Programming note: This week, we'll be launching the new Axios World newsletter by Dave Lawler. Every Monday and Thursday, Dave will break down the biggest global stories and why they matter — sign up here.
Here's what we're seeing:
Politics: Trump smoke or Trump fire
The future of the economy, our national defense and this presidency are all in play in coming months — and all controlled by actions President Trump is contemplating:
- He has threatened trade wars with China, Mexico and Canada. We will soon find out if this is smoke or if he truly starts the fire.
- He has threatened war if North Korea doesn't surrender its nuclear ambitions — and just made a like-minded hawk, John Bolton, his national security adviser. We will soon find out if this was negotiating-ploy smoke, or if he would really start the fire. Insiders tell us that if his planned meeting with Kim Jong-un fails, options will be limited.
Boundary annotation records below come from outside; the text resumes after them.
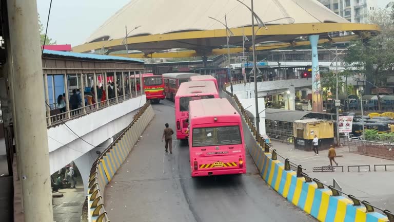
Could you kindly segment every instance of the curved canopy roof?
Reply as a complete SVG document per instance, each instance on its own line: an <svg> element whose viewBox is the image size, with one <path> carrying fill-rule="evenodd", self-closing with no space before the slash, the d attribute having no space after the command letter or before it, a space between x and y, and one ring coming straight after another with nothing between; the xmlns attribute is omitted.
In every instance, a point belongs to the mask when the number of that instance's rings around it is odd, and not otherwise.
<svg viewBox="0 0 394 222"><path fill-rule="evenodd" d="M250 6L250 1L240 1ZM379 30L376 25L350 23L316 0L260 0L254 3L255 14L267 27L256 27L258 43L284 47L288 45L278 43L306 41L309 34L319 34L322 39L332 40L330 33L332 32L358 34L365 31L368 35ZM225 23L225 14L227 26L234 34L229 39L230 44L242 46L244 33L251 40L245 42L248 50L252 44L251 13L236 0L132 0L94 31L86 43L73 50L87 52L105 47L108 53L124 51L127 26L128 32L131 31L127 39L128 49L142 51L145 56L180 48L194 50L194 54L188 54L193 56L226 53L221 51L226 44L225 26L208 17ZM139 27L133 30L136 27ZM169 54L174 57L179 55L176 53ZM128 56L140 57L137 55Z"/></svg>
<svg viewBox="0 0 394 222"><path fill-rule="evenodd" d="M250 1L243 2L250 7ZM316 0L255 1L254 10L266 25L348 22ZM251 24L250 11L235 0L132 0L95 31L86 42L102 41L106 36L107 39L123 39L125 25L129 31L141 26L130 36L221 29L223 25L208 16L224 23L225 14L229 28ZM284 17L288 18L281 19Z"/></svg>

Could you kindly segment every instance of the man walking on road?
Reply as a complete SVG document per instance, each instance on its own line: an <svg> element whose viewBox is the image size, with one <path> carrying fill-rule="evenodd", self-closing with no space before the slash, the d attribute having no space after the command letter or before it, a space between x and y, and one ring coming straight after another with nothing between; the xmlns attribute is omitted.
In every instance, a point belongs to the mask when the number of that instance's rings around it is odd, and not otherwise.
<svg viewBox="0 0 394 222"><path fill-rule="evenodd" d="M319 145L319 139L318 139L317 135L314 135L314 138L312 141L312 142L313 143L313 151L314 151L314 153L316 155L319 155L319 149L318 148L318 145Z"/></svg>
<svg viewBox="0 0 394 222"><path fill-rule="evenodd" d="M335 148L332 146L332 145L330 145L330 149L328 150L328 158L330 159L330 165L332 165L332 161L334 161L337 165L338 165L338 163L336 162L335 157L337 156L337 153L335 152Z"/></svg>
<svg viewBox="0 0 394 222"><path fill-rule="evenodd" d="M172 129L168 127L168 123L166 123L166 128L164 129L164 132L163 133L163 137L162 137L162 142L163 142L163 139L166 140L166 152L168 152L168 146L170 148L170 153L172 154L172 134L174 134L174 132Z"/></svg>

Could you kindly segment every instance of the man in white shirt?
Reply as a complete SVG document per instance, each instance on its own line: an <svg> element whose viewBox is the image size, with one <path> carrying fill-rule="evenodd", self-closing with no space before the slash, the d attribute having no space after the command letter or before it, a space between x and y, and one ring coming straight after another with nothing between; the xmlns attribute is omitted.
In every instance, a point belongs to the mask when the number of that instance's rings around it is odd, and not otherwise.
<svg viewBox="0 0 394 222"><path fill-rule="evenodd" d="M313 138L313 140L312 141L312 142L313 143L313 151L314 151L314 153L316 154L316 155L318 155L319 150L318 149L318 146L319 145L319 139L318 139L317 135L314 135L314 138Z"/></svg>

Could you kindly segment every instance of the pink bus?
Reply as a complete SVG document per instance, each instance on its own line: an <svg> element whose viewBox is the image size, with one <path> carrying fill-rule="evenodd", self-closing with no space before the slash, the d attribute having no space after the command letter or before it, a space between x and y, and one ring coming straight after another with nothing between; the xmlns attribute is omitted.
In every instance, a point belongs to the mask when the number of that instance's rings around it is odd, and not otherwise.
<svg viewBox="0 0 394 222"><path fill-rule="evenodd" d="M186 82L181 84L175 96L177 139L187 139L189 136L189 102L218 98L219 93L212 81Z"/></svg>
<svg viewBox="0 0 394 222"><path fill-rule="evenodd" d="M211 75L202 75L202 76L194 76L190 77L190 82L199 81L211 81L215 83L216 86L216 89L218 91L219 90L219 87L218 86L218 81L216 78Z"/></svg>
<svg viewBox="0 0 394 222"><path fill-rule="evenodd" d="M189 109L191 176L246 173L242 122L228 101L192 101Z"/></svg>

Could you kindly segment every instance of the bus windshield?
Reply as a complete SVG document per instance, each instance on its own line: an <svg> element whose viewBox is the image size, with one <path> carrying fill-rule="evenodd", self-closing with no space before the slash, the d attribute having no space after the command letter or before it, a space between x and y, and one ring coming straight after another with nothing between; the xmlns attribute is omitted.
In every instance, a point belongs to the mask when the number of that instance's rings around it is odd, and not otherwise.
<svg viewBox="0 0 394 222"><path fill-rule="evenodd" d="M181 83L183 82L189 82L189 80L187 79L181 79L178 80L178 82L179 83L179 85L181 85Z"/></svg>
<svg viewBox="0 0 394 222"><path fill-rule="evenodd" d="M239 126L194 128L192 146L207 146L241 144Z"/></svg>
<svg viewBox="0 0 394 222"><path fill-rule="evenodd" d="M181 112L189 111L189 102L191 100L199 99L213 99L213 95L182 97L179 100L179 109Z"/></svg>
<svg viewBox="0 0 394 222"><path fill-rule="evenodd" d="M148 77L144 78L144 85L146 86L160 85L163 83L161 76Z"/></svg>

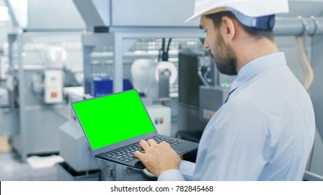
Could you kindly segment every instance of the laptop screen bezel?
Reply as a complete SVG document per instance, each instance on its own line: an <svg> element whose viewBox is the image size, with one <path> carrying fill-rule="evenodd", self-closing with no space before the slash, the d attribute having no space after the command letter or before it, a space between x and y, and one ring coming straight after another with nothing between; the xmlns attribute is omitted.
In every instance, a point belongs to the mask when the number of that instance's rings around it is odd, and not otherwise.
<svg viewBox="0 0 323 195"><path fill-rule="evenodd" d="M127 92L130 92L131 91L135 91L137 95L138 95L138 98L139 98L141 102L141 105L143 107L145 111L145 113L147 114L147 115L148 116L148 118L149 118L149 121L150 121L150 123L152 123L152 127L154 128L154 130L150 132L148 132L148 133L146 133L146 134L142 134L142 135L139 135L139 136L137 136L136 137L134 137L134 138L131 138L131 139L126 139L126 140L124 140L124 141L120 141L120 142L117 142L117 143L113 143L113 144L110 144L110 145L108 145L108 146L104 146L104 147L101 147L101 148L97 148L96 150L93 150L91 144L90 144L90 142L89 142L89 140L88 139L86 134L85 134L85 131L82 125L82 123L80 123L80 119L76 114L76 111L74 109L74 107L73 107L73 104L75 103L78 103L78 102L85 102L85 101L89 101L89 100L93 100L93 99L96 99L96 98L103 98L103 97L106 97L106 96L109 96L109 95L117 95L117 94L119 94L119 93L127 93ZM141 98L140 98L138 93L138 91L136 90L136 89L131 89L131 90L129 90L129 91L122 91L122 92L119 92L119 93L113 93L113 94L110 94L110 95L105 95L105 96L102 96L102 97L97 97L97 98L90 98L90 99L86 99L86 100L80 100L80 101L77 101L77 102L71 102L71 107L72 107L72 110L74 113L74 115L80 125L80 126L81 127L81 129L82 129L82 131L83 132L83 134L84 136L85 136L85 139L87 140L87 142L91 149L91 151L93 153L93 154L96 156L97 155L99 155L102 153L106 153L106 152L108 152L108 151L111 151L111 150L115 150L115 149L117 149L117 148L120 148L121 147L123 147L123 146L128 146L128 145L130 145L130 144L132 144L134 143L136 143L136 142L138 142L140 141L142 139L149 139L150 137L152 137L155 135L158 135L158 132L156 130L156 127L155 127L154 125L154 123L152 123L152 119L150 118L150 116L149 116L149 114L148 112L147 111L147 109L146 107L145 107L145 105L143 104L143 100L141 100Z"/></svg>

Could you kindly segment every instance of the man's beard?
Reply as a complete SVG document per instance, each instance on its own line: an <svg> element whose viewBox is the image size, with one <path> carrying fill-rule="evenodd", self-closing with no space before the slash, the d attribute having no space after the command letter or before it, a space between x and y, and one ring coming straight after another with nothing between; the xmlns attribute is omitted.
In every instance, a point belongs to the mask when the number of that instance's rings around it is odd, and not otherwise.
<svg viewBox="0 0 323 195"><path fill-rule="evenodd" d="M214 63L216 64L217 70L220 72L227 75L238 75L236 70L237 59L236 54L229 45L225 45L221 35L218 34L217 37L217 42L218 46L217 49L221 49L216 52L215 55L209 50L210 56L213 58ZM216 56L216 57L215 57Z"/></svg>

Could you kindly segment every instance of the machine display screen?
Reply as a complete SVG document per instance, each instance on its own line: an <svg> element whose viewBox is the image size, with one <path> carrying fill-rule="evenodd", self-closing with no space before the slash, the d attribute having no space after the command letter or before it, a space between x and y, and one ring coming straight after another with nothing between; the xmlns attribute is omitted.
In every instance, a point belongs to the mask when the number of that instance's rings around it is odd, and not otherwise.
<svg viewBox="0 0 323 195"><path fill-rule="evenodd" d="M93 150L155 130L136 90L72 106Z"/></svg>

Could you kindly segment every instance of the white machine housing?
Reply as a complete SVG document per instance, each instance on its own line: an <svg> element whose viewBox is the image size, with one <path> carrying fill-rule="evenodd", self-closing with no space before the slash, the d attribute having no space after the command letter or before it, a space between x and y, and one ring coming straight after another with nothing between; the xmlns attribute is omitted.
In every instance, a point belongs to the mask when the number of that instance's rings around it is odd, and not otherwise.
<svg viewBox="0 0 323 195"><path fill-rule="evenodd" d="M146 107L155 127L160 134L171 136L171 109L163 105Z"/></svg>
<svg viewBox="0 0 323 195"><path fill-rule="evenodd" d="M63 101L63 72L61 70L44 70L44 100L45 103Z"/></svg>

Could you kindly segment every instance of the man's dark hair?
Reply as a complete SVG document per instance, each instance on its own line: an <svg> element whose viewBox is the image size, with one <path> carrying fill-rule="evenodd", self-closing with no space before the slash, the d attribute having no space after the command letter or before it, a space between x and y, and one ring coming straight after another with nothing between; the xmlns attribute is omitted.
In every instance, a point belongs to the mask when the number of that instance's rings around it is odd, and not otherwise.
<svg viewBox="0 0 323 195"><path fill-rule="evenodd" d="M268 39L273 40L273 32L271 29L257 29L254 27L250 27L245 26L245 24L240 22L240 21L236 18L234 14L230 11L222 11L218 12L213 14L209 14L206 15L208 18L211 19L213 21L214 26L216 28L219 28L221 23L222 17L227 16L229 17L233 18L238 21L239 24L243 28L243 29L250 35L253 36L254 37L266 37Z"/></svg>

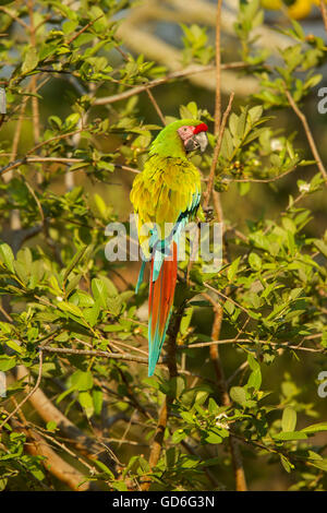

- He has mused about getting rid of Robert Mueller, an action that several Republicans have warned would provoke an abuse of power crisis. We will soon find out if this is letting-off-steam smoke or if we truly spark this fire.
Trump solo: Some White House aides are alarmed at Trump’s belief he can run the show alone, much like he did his real estate empire:
- He’s threatening to basically run the White House like a small business with a series of compliant VPs.
- This, more than the other three, worries departing staffers most because it allows for bad, impulsive things to not just be said but done.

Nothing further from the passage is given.